October 1: My dreams last night were kinda freaky. I dreamt that I was swimming with a famous dude in his pool of exotic fish but I got brushed by a particular kind of jelly fish, and its venom started making my skin go grey. So the famous dude (rather Cumberbatchian) had his manservant bring him the amputation kit they kept, and they started sawing my left arm off. I remember looking at it in the dream and watching the bone and skin separate.

Fossilised Hedgehog

“I had a hedgehog once,” I told Ola.

“Once?”

“When I was a teenager,” I said. “I worked in a petstore.”

“What was his name?” she asked.

“Um, I’ve forgotten,” I said. “Well, I remember my friend’s hedgehog. She named hers Hegel.”

“Hegel?” asked Ola.

“Hegel. The German Idealist,” I said. “Dude who wrote the dialectic of Lordship and Bondage.”

“Right, him.”

“Now I remember,” I said. “Schpink. I named my hedgehog Schpink. I even remember where I buried him. Up Provo Canyon in the woods next to the Girl Scout camp. In a plastic Tupperware container. That’s going to be a nasty surprise for somebody someday.”

“Someday,” said Ola. “That stuff doesn’t break down.”

“Long after we’re all dead, when our species is gone and has been replaced, some alien lifeform is going to find that little plastic container with a very nasty hedgehog corpse in it.”

“Like Jurassic Park,” Ola put in. “They could use the DNA to revive hedgehogs.”

“It’s a future hedgehog fossil. Sort of.”

We thought about the small distant corpse and wrinkled our noses.

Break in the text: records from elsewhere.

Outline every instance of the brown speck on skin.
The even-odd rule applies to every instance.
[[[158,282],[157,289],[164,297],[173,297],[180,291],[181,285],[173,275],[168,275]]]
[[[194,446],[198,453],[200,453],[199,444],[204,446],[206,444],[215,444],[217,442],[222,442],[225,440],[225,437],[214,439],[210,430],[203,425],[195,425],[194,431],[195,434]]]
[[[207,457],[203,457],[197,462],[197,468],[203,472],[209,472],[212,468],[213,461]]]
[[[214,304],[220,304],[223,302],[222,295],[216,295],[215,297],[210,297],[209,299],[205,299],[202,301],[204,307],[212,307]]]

Writing Report: On the Lake

Tonight I strolled down to Lake Union, sprawled next to the dock, and wrote by hand in my purple notebook of outlining-ness. I wrote some motivational scenes from a character’s viewpoint, I wrote some emotional stream of consciousness, and then I did an analysis on whether or not the snakes should be united in hating Jason (Meg’s boyfriend) when the book opens or divided. United they slither means that Megs has immediate opposition in all things, which raises the stakes for her, since there is nothing worse than having your family hate your boyfriend. But it’s so early in the book’s structure. And divided gives them a chance to display the opposing personalities of all three characters early on: Megs, Elaphe, and Ignatius. Or I can have all three of them kibitz on the subject and have Eph and Igs come to a reluctant agreement over Jason for differing reasons. Which is what I’m tending towards.

Problems I’m worried about: A) Making Megs unlikeable by not being spined up enough to leave Jason already and holding onto what is evidentally a dying relationship and B) if this would be inconsistent with the rest of her personality which is rather bold otherwise. I wonder how much of this is self-sabotage–she does have insecurities, even if she gets prickly and defensive and not-giving a fuck outwardly–and how much is her realising he is a toxic douchebag at this point. (Not an irretrievable toxic douchebag, mind you, but Jason’s salvation is NOT going to come via Megs.)


When not writing Snakes stuff, I wrote descriptive sentences about the waterfront. I even parlayed some of those back into the narratives for Meg’s emotional landscape, as the idea of boats and wakes was evocative emotionally speaking.

Tomorrow night is another improv night, so bound to be a bit light on the writing front, unless I manage during lunch.